SAT Test Prep
WRITING A GREAT ESSAY
Lesson 6: Organize Your Thoughts
Write a Quick Four- or Five-Point Outline
Once you have written a strong and creative thesis and brainstormed a good example or two, you are almost ready to write. Your last step should be to quickly organize the other three or four paragraphs. This outline should be very brief: Simply write one short sentence that captures the gist of each paragraph.
Writing a quick outline helps you to avoid one of the most common writing problems: redundancy. Students who do not plan their paragraphs usually end up repeating themselves too much; their essays don”t “go anywhere.” Good organization helps you to develop your thoughts. Once you”ve stated your thesis and example, what then? You have many options: you can explain your example in more detail, you can give another example, you can address an objection, and so on.
Understand the Function of Paragraphs
Think of paragraphs as “minichapters” of your essay. Each one must be complete in itself, but must also be part of a whole. When you start a new paragraph, you signal that you are doing something new: giving a new example, analyzing a new idea, presenting a counterargument, or the like. Your paragraphs give your essay structure. (For more on structure, see Chapter 4,
Lesson 3.) You might like a standard “top-down” (thesis at the beginning) structure:
Paragraph 1: State thesis and summarize reasons or examples.

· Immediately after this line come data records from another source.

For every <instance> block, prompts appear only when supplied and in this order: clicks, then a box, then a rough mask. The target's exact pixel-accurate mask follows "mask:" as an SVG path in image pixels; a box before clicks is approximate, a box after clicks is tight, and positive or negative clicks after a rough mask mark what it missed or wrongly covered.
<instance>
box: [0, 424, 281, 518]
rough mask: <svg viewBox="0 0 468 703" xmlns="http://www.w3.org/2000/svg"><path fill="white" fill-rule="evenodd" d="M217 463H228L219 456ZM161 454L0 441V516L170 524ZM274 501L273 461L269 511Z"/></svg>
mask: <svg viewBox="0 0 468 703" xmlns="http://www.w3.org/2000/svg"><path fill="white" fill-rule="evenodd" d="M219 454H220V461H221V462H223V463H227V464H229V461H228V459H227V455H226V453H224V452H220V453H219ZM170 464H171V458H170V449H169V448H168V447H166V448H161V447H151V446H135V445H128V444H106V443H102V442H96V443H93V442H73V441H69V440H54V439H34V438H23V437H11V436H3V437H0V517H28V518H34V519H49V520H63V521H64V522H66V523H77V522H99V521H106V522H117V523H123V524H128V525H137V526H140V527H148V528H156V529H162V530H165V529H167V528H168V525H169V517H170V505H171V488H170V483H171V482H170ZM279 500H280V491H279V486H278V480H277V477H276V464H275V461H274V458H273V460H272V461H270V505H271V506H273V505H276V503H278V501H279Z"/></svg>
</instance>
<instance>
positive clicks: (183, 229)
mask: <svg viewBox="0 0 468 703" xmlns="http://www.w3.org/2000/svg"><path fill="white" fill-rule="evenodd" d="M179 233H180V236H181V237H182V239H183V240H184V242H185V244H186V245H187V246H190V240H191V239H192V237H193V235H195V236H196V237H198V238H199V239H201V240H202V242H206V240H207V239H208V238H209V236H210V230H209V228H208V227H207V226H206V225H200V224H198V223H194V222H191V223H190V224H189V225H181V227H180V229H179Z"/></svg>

Paragraph 2: Explain first reason or example.
Paragraph 3: Explain second reason or example.
Paragraph 4: Conclude with an extension or clarification of your thesis.
This is a simplification of the standard “fiveparagraph” essay structure. We have simplified it to four paragraphs, because five paragraphs may be too much to write in 25 minutes, and because most essays that get perfect scores have only four paragraphs. Writing more than four paragraphs is usually too hard, and writing fewer than four paragraphs indicates weak development.
You might also want to use a “bottom-up” (thesis near the end) structure like this:
Paragraph 1: Begin with a quick story that introduces the topic.
Paragraph 2: Analyze the significance of the story.
Paragraph 3: State and explain your thesis that follows from the story.
Paragraph 4: Generalize from this thesis and connect it to a broader scope of ideas.
There is no one “right” structure; choose the structure that works best with your ideas, your examples, and your style.
Practice 6: Organize Your Thoughts
1. What is the difference between a “top-down” essay structure and a “bottom-up” essay structure?
2. What should a good outline consist of?
Check your answers with the answer key at the end of the chapter.
Spend a few minutes reading and brainstorming about each of the questions below. Then write a brief fourpoint outline with thesis, development, and conclusion. Capture just the essence of your argument, and be brief.
3. Is honesty always the best policy?
4. What is an example of true courage?
Discuss your outlines with your teacher or tutor, focusing on whether your outlines show good development.